Folks hanging out while others rappel down the wall
An example of a double rope through a belay device. Yes, this really works. 

The walk down to the parking lot seemed to go on forever, as they always do. On, and on, and on. It took 5 hours to get from basecamp to the cars. My poor feet were screaming at me by that time. The newly adjusted boots had performed admirably and held up very well for the first 16 hours or so. Any more than that is asking a lot of a boot, especially the stiff ones needed for mountaineering.  

Being denied a summit was very disappointing, but we all made it back home without major injuries and that is always the most important thing. We got close enough for me to know that I could have made it easily to the summit. This was a far better experience than last year.  

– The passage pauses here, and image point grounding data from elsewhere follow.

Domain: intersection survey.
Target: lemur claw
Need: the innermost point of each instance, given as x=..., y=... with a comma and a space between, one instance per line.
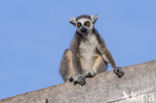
x=90, y=74
x=119, y=72
x=80, y=79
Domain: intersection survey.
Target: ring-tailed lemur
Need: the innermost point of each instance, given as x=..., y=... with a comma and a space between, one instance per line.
x=87, y=54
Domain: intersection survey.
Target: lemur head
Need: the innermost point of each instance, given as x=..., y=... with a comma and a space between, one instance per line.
x=84, y=23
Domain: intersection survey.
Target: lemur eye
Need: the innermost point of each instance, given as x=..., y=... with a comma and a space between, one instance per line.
x=87, y=23
x=79, y=25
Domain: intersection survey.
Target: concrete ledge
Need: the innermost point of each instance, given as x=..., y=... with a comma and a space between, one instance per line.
x=137, y=86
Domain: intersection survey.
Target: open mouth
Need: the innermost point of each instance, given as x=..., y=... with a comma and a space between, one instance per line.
x=84, y=30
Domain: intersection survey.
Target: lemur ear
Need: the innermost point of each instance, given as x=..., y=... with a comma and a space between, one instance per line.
x=94, y=18
x=72, y=21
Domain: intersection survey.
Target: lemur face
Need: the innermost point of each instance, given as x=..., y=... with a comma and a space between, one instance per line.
x=84, y=23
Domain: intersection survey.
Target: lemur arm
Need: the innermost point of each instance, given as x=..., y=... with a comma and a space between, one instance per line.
x=106, y=55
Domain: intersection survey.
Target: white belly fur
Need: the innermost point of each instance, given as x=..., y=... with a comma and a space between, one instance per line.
x=88, y=52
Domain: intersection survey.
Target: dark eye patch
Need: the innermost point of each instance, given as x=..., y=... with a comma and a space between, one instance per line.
x=87, y=23
x=79, y=24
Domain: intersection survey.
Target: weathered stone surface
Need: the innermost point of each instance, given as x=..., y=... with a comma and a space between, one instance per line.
x=138, y=84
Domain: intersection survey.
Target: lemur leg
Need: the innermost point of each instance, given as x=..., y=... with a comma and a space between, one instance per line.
x=95, y=66
x=68, y=71
x=108, y=57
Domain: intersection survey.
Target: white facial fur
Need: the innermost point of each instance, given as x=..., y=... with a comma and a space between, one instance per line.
x=82, y=21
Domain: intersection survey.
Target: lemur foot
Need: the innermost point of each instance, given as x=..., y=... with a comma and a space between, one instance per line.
x=90, y=74
x=119, y=72
x=80, y=79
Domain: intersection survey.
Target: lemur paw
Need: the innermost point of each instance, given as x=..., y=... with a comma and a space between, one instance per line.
x=119, y=72
x=80, y=79
x=90, y=74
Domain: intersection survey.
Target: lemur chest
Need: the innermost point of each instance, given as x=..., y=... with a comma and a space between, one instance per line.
x=88, y=51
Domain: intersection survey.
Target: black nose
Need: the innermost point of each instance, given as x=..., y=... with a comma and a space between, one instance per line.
x=83, y=30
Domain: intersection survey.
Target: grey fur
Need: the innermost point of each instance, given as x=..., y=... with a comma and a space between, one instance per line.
x=87, y=56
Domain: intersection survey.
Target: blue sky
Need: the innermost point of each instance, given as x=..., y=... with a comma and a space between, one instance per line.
x=34, y=34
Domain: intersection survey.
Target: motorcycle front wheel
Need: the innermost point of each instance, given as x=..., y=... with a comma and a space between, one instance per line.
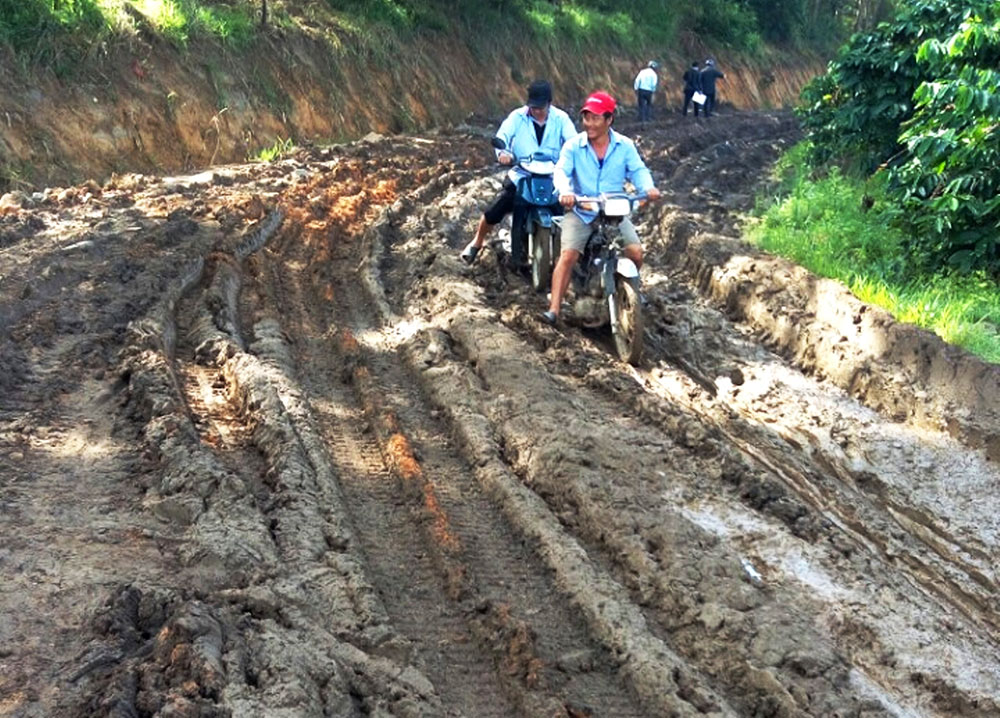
x=628, y=331
x=541, y=258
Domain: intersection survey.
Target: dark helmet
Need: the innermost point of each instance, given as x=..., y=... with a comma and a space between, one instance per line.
x=539, y=94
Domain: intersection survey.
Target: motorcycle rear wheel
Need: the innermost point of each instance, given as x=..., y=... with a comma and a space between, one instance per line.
x=541, y=258
x=628, y=335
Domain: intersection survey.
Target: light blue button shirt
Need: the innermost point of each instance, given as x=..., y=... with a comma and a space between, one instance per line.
x=518, y=132
x=579, y=171
x=646, y=80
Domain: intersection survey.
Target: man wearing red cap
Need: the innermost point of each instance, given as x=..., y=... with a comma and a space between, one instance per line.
x=596, y=160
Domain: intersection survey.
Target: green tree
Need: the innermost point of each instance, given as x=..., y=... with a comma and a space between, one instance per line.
x=918, y=97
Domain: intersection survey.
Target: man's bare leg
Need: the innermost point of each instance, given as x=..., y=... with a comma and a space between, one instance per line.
x=560, y=278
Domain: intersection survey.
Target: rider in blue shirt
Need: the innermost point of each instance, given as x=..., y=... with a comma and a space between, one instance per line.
x=596, y=160
x=537, y=126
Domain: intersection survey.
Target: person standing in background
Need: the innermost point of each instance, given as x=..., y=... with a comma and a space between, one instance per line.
x=709, y=74
x=692, y=84
x=645, y=85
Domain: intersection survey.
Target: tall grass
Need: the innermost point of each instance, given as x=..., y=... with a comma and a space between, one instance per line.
x=843, y=228
x=60, y=32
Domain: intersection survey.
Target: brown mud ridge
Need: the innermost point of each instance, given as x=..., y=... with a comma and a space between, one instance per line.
x=268, y=448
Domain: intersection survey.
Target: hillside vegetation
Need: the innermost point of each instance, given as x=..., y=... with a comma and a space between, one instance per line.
x=60, y=32
x=894, y=191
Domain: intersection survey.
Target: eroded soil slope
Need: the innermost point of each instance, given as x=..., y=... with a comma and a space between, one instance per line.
x=268, y=448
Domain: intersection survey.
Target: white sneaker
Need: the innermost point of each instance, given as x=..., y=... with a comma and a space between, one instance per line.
x=468, y=254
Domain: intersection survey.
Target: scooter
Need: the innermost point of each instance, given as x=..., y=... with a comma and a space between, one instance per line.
x=604, y=286
x=538, y=232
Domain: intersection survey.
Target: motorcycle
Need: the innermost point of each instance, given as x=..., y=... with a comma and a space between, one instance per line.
x=604, y=285
x=538, y=232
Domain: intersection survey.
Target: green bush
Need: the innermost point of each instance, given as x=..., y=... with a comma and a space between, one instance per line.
x=848, y=229
x=920, y=99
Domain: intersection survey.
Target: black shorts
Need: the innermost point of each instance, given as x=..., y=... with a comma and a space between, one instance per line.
x=503, y=204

Chris and I are trying to get one or two other guys lined up for a private climb of Rainier in two weeks. I am nervous about this, of course. But I feel like I am ready, and its time. We will be going up the most common route, via Paradise/Camp Muir/Ingraham Flats/Disappointment Cleaver. It will be crowded, and the route should be well marked. The plan is to spend the night Tuesday night at Paradise (6000’), get an early start Wednesday morning (July 9), hit Camp Muir (10,800’) before noon, continue on to Ingraham Flats (11,300’), make camp, rest Thursday, then get an early start Friday (July 11) for the summit (14,410’). At least, that’s the plan.

I’ll try to get another blog entry in before we go.

KCM&DS
-Scott

1 comment:

  1. Another incredible journey up and down an enormous mountain! I'm so proud of all the progress you've made since this time last year, and honored that you wore the Boston College shirt :) You guys got some really neat pictures form this climb! I love the ones of you making it to the top of the rock wall, at 10,100', and all the sunrise shots. It seems like you were able to test out a variety of skills on this trip -- and you did great!